Famfs is currently lacks the ability to do some standard file system operations; rm and truncate append are not supported. By omitting these operations, we avoid the complex distributed computing problems of 1) figuring out when it is safe to re-use freed space, and 2) allocating space dynamically.

Operation Notes
rm The remove (rm) operation is currently not supported, which allows famfs to avoid the problem of freeing space and determining when it is safe to re-use the space for a different file. Many use cases can work round this by freeing whole famfs file systems rather than individual files - just free the memory (if it's a DCD, CXL supports freeing allocations, including forced remove; Then a new famfs file system can be created in a new sharable DCD allocation).
append Appending a file requires additional allocation sooner or later. Since famfs files are strictly pre-allocated, append is not allowed.
truncate The truncate operation can make a file either smaller or larger. When making the file smaller, it has the same issues as rm. When making a file larger, truncate has the same issues as append. Thus famfs does not support truncate.

Rogue File System Operations

Famfs requires that any operation that creates files files be done via the famfs api or cli - in order to properly allocate space and log the metadata. Operations that affect allocation are not allowed after a file has been created, which is why famfs has no commands/APIs for rm, append or truncate. However, famfs currently has no way to prevent a user with sufficient premissions from attempting these operations via the standard file system tools.

If a famfs file is removed or its size is changed by standard utilities, it will be treated as invalid by famfs, and famfs will prevent writing or reading until the file is repaired.

Most of the operations resulting in invalid files are recoverable.

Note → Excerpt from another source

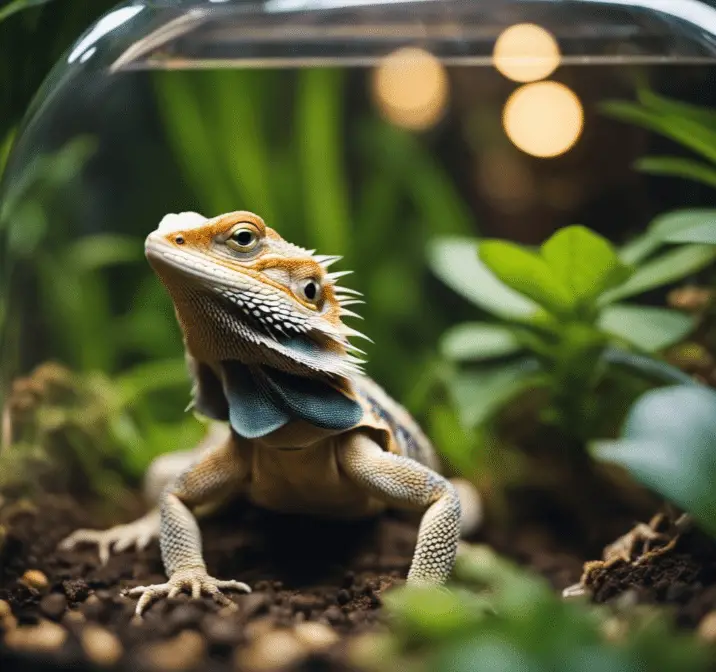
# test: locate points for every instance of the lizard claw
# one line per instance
(195, 581)
(118, 539)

Invalid Operation Notes Recovery
Linux rm If the caller has sufficient permission, the file will disappear from the mounted famfs file system. The file will reappear if you replay the log, as in famfs logplay /mnt/famfs.
Linux ftruncate If a file's size is changed from the allocated size, it is treated as invalid until it is repaired. Logged truncate seems like a less likely requirement than logged delete, but let's talk if you need it. umount/remount, possibly logplay
Linux cp Using standard 'cp' where the destination is famfs is invalid. The 'cp' will fail, but it may leave behind an empty and invalid file at the destination. umount/remount

Are These Limitations Permanent?

No! Well, some maybe, but most of the famfs limitations can be mitigated or eliminated if we decide to write enough code. Those Byzantine generals need to be managed, etc.

The current famfs limitations are chosen to keep the problem manageable and the code reasonably sized in the early stages.

What is Famfs NOT?

Famfs is not a general purpose file system, and unlike most file systems, it is not a data storage tool. Famfs is a data sharing tool.